How many time can I take Keren Ds daily?
Keren Ds is usually taken once or twice a day. If you are taking Keren Ds to treat rheumatoid arthritis, it is usually taken once or twice a day.
How long does Keren Ds take to work?
Keren Ds stays in your body for about 3 months.
Can I take Keren Ds for long term?
Keren Ds therapy is safe for long-term use at doses <5 mg/kg/day.
Can I take Keren Ds daily?
Keren Ds is usually taken twice daily. The dose are 200-mg. The usual dose is 1 or 2 dose daily.
How long can I stay on Keren Ds?
You may continue to get better for up to 1 year. Most people who take Plaquenil also take other medicines for pain and stiffness.
Who should not take Keren Ds ?
If you have low amount of magnesium in the blood, low amount of potassium in the blood you should not used Keren Ds. Stop taking Keren Ds and call your doctor at once if you have blurred vision, trouble focusing, distorted vision, blind spots, trouble reading, changes in your color vision, increased sensitivity to light.
What happens if I overdose?
Seek emergency medical attention. An overdose of hydroxychloroquine can be fatal, and must be treated quickly. Overdose symptoms may include drowsiness, vision changes, seizure, slow heart rate, weak pulse, pounding heartbeats, sudden dizziness, fainting, shortness of breath, or slow breathing (breathing may stop).
What happen If I missed a dose of Keren Ds?
If you forgot your Keren Ds for the day altogether, do not take an extra dose the next day; just resume your regular dose. As long as this does not happen regularly, you will likely not feel any ill effects.
What happen If I stop taking Keren Ds?
Stopping prevention or treatment too soon may lead to infection or a return of the infection. Tell your doctor if your condition lasts or gets worse. It may take several weeks or months to see improvement if you are taking this for lupus or arthritis. Keren Ds may not prevent malaria in all cases.
Can Keren Ds affect my kidneys?
Keren Ds was associated with a longer time-to-the occurrence of renal damage.

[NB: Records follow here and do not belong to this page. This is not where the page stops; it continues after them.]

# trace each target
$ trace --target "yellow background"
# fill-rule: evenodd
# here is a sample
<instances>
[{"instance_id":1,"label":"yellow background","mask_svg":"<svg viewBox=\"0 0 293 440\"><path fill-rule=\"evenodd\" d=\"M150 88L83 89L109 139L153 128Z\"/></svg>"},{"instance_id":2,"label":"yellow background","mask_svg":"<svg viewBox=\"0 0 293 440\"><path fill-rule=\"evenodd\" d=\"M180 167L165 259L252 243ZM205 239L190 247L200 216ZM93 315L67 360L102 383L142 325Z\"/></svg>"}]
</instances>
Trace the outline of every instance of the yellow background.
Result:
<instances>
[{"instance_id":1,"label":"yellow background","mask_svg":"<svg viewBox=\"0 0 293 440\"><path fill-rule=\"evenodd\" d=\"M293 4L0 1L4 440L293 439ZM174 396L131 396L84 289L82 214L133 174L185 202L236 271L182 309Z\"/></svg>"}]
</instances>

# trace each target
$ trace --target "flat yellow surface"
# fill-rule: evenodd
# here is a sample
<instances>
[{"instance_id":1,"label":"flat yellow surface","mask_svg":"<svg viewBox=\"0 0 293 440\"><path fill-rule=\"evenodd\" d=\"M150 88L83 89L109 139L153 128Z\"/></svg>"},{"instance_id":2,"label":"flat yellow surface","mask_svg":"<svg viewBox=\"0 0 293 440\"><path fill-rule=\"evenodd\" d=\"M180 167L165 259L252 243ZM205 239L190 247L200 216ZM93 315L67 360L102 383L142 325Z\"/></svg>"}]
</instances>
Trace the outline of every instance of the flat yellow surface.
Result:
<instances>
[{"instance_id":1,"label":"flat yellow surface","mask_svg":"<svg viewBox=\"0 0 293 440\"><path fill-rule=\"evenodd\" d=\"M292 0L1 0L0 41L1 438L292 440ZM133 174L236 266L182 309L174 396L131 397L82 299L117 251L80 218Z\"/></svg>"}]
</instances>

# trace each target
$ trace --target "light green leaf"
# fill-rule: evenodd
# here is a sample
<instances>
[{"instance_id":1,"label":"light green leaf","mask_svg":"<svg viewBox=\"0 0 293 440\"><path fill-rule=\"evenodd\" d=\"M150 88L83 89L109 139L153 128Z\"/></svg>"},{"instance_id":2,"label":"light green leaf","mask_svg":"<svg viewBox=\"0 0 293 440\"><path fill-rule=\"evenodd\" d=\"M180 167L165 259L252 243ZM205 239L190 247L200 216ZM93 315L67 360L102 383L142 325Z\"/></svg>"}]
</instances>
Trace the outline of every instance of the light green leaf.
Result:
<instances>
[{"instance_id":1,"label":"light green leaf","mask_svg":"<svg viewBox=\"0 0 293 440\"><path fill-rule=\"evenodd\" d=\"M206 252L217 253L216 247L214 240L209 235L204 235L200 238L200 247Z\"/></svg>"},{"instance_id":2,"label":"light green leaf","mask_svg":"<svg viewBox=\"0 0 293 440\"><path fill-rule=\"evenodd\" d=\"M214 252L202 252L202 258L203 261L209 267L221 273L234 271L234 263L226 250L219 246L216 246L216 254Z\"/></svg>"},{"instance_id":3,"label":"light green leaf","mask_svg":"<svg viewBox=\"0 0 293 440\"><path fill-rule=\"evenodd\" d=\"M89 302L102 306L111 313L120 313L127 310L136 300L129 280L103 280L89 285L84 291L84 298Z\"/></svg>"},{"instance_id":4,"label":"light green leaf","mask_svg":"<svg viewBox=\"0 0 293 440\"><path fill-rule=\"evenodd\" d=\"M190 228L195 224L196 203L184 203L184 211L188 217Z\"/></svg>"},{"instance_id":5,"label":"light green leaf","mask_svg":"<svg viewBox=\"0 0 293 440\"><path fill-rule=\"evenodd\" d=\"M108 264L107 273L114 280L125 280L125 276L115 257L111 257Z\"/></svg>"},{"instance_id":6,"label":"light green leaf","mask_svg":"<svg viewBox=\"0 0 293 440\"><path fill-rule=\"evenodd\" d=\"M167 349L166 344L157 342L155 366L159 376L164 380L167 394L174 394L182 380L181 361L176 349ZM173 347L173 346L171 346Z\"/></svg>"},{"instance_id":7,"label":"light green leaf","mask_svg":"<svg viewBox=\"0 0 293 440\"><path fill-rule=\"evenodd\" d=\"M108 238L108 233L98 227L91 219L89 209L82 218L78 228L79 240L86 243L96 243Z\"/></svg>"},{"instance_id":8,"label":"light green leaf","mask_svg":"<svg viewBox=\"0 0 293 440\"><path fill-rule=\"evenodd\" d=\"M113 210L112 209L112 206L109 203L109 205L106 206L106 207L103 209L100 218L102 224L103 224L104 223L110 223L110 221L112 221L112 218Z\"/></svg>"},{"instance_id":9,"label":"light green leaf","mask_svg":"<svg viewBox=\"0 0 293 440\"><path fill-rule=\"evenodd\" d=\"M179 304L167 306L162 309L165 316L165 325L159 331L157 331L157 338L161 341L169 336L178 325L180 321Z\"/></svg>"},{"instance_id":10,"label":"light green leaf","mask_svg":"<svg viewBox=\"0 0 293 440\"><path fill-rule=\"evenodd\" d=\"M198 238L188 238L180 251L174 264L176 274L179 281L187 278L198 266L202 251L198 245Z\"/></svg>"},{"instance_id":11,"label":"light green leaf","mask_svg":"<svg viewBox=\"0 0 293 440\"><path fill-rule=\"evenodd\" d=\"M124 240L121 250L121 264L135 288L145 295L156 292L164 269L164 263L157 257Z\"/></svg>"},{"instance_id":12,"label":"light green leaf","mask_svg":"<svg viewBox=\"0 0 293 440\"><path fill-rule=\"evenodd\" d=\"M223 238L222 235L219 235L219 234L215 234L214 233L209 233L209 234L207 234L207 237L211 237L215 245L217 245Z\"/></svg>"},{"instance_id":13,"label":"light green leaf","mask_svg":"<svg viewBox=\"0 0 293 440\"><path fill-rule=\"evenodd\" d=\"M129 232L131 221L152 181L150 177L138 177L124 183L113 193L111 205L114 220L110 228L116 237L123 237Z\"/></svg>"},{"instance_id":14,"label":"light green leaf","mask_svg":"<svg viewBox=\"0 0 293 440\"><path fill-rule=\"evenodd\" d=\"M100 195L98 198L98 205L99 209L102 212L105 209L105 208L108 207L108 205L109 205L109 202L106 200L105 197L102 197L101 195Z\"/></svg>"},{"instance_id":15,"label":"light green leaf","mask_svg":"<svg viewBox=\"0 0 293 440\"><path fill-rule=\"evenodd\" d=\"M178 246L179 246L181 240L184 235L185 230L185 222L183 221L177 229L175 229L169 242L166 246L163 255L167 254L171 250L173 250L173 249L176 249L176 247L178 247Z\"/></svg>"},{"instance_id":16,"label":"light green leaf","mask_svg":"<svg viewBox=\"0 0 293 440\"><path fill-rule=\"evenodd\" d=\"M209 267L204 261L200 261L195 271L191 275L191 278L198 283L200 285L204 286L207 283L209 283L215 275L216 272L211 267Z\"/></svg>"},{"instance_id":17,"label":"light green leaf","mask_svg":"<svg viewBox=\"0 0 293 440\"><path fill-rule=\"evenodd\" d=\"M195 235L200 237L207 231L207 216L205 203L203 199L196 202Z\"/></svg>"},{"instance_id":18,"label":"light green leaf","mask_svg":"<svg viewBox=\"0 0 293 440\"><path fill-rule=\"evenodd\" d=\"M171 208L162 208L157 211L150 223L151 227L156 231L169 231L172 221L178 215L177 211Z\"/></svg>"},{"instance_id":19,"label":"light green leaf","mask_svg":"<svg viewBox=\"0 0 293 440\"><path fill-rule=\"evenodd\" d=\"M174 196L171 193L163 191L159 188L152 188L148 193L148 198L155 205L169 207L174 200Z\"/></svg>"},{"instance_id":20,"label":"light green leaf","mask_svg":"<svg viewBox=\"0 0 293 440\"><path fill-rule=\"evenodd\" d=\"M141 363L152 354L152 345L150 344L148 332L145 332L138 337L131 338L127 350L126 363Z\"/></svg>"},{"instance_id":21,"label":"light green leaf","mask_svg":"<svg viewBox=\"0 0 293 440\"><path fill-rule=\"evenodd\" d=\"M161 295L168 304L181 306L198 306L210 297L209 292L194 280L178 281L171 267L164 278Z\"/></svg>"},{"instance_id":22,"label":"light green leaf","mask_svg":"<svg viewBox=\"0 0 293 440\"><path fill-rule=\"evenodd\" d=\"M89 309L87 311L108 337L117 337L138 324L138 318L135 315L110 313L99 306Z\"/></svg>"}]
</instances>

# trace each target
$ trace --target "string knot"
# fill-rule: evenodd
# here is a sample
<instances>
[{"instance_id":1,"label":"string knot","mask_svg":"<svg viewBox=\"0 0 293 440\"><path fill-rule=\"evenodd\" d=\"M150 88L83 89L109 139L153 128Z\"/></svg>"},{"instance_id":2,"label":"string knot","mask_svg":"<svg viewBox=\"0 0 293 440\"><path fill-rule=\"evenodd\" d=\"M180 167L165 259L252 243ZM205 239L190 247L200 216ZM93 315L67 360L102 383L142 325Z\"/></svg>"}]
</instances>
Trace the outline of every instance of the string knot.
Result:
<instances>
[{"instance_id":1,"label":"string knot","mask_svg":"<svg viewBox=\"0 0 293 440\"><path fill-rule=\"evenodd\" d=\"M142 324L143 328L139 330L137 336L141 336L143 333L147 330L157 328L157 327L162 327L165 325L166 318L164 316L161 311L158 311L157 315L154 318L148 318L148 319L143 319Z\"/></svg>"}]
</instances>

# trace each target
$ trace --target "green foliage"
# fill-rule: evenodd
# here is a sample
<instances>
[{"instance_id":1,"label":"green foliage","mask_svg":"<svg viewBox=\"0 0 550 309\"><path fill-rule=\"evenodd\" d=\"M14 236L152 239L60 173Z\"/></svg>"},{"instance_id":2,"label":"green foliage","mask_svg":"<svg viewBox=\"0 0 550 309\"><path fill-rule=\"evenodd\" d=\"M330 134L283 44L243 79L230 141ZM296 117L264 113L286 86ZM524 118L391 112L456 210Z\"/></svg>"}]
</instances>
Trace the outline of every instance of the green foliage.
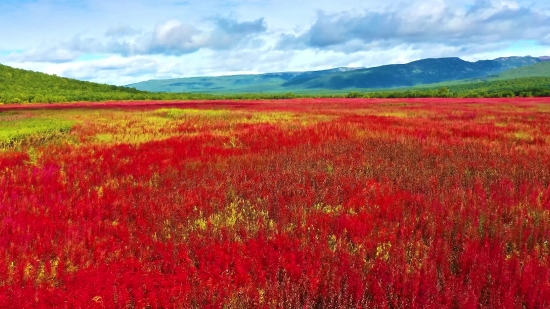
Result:
<instances>
[{"instance_id":1,"label":"green foliage","mask_svg":"<svg viewBox=\"0 0 550 309\"><path fill-rule=\"evenodd\" d=\"M548 62L550 64L550 62ZM265 100L293 98L430 98L550 96L550 77L453 81L391 90L285 93L159 93L61 78L0 65L0 104L127 100Z\"/></svg>"},{"instance_id":2,"label":"green foliage","mask_svg":"<svg viewBox=\"0 0 550 309\"><path fill-rule=\"evenodd\" d=\"M66 119L18 118L0 114L0 146L9 146L33 136L68 132L74 123Z\"/></svg>"},{"instance_id":3,"label":"green foliage","mask_svg":"<svg viewBox=\"0 0 550 309\"><path fill-rule=\"evenodd\" d=\"M150 93L84 82L0 64L0 104L80 101L210 99L204 94Z\"/></svg>"}]
</instances>

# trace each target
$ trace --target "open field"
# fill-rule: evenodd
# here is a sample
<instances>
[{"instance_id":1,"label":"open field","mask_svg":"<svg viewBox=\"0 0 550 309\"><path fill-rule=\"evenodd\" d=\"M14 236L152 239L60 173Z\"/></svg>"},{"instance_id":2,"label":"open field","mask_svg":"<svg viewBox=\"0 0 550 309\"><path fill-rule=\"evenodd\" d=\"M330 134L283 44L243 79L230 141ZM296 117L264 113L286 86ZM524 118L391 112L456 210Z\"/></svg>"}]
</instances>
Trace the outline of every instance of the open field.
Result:
<instances>
[{"instance_id":1,"label":"open field","mask_svg":"<svg viewBox=\"0 0 550 309\"><path fill-rule=\"evenodd\" d=\"M1 308L549 308L550 98L0 105Z\"/></svg>"}]
</instances>

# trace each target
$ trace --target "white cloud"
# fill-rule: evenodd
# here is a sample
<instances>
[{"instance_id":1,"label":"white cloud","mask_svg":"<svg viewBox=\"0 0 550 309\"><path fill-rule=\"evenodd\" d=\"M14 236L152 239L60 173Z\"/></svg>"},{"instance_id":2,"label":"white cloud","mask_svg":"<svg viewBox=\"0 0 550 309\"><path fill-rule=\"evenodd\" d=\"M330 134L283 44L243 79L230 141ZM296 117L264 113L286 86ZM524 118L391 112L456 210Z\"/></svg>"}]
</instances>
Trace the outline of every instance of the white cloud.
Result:
<instances>
[{"instance_id":1,"label":"white cloud","mask_svg":"<svg viewBox=\"0 0 550 309\"><path fill-rule=\"evenodd\" d=\"M2 48L18 50L0 53L0 63L117 85L428 57L550 54L550 5L532 1L19 3L0 2Z\"/></svg>"}]
</instances>

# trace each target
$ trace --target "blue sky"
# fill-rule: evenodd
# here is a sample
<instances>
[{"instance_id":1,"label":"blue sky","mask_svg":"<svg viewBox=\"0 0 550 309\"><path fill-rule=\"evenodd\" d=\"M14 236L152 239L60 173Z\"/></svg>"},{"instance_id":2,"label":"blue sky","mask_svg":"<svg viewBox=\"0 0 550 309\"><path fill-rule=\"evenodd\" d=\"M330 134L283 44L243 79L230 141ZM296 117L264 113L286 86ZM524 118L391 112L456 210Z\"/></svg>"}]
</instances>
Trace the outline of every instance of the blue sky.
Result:
<instances>
[{"instance_id":1,"label":"blue sky","mask_svg":"<svg viewBox=\"0 0 550 309\"><path fill-rule=\"evenodd\" d=\"M548 1L3 0L0 63L125 85L550 55Z\"/></svg>"}]
</instances>

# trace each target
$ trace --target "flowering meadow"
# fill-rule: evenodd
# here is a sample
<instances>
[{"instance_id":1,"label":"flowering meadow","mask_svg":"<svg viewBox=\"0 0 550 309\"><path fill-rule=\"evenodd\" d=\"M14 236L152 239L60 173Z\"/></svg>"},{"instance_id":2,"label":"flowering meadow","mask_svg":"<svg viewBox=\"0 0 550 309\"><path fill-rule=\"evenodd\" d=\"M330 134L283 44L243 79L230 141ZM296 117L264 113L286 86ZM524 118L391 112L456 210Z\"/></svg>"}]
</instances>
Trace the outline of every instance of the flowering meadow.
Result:
<instances>
[{"instance_id":1,"label":"flowering meadow","mask_svg":"<svg viewBox=\"0 0 550 309\"><path fill-rule=\"evenodd\" d=\"M0 308L550 308L550 99L0 106Z\"/></svg>"}]
</instances>

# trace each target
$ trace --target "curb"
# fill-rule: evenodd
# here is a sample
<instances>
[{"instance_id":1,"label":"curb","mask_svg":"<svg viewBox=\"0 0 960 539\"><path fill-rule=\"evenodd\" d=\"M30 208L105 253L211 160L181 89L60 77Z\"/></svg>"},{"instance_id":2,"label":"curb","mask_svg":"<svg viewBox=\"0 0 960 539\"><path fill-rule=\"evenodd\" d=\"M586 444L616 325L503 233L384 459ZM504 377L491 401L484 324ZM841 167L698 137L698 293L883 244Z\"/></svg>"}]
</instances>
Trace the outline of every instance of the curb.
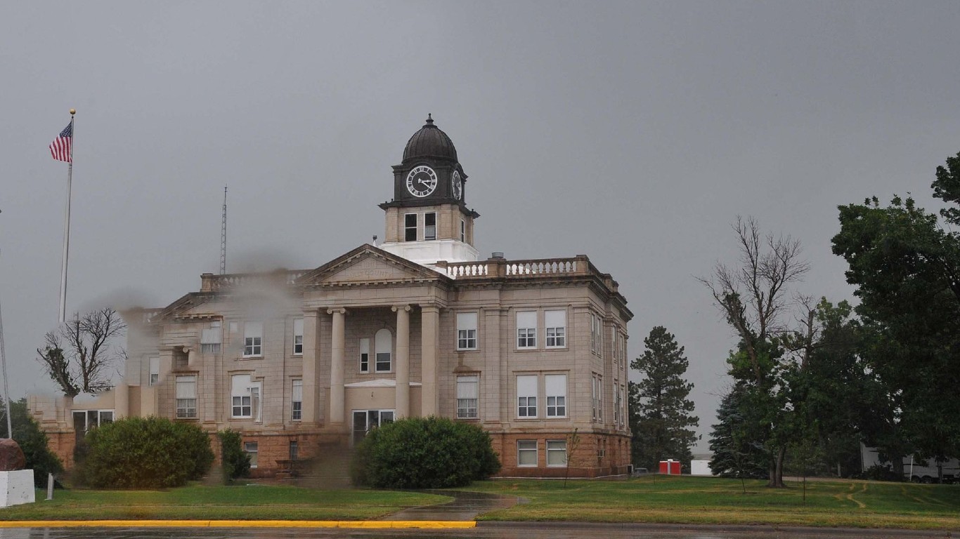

Can Keren Ds affects my liver?
Keren Ds induced liver injury is a very rarely reported side effect of this medication.
Is Keren Ds hard on my heart?
Keren Ds can cause dangerous effects on your heart, especially if you also use certain other medicines. Seek emergency medical attention if you have fast or pounding heartbeats and sudden dizziness (like you might pass out).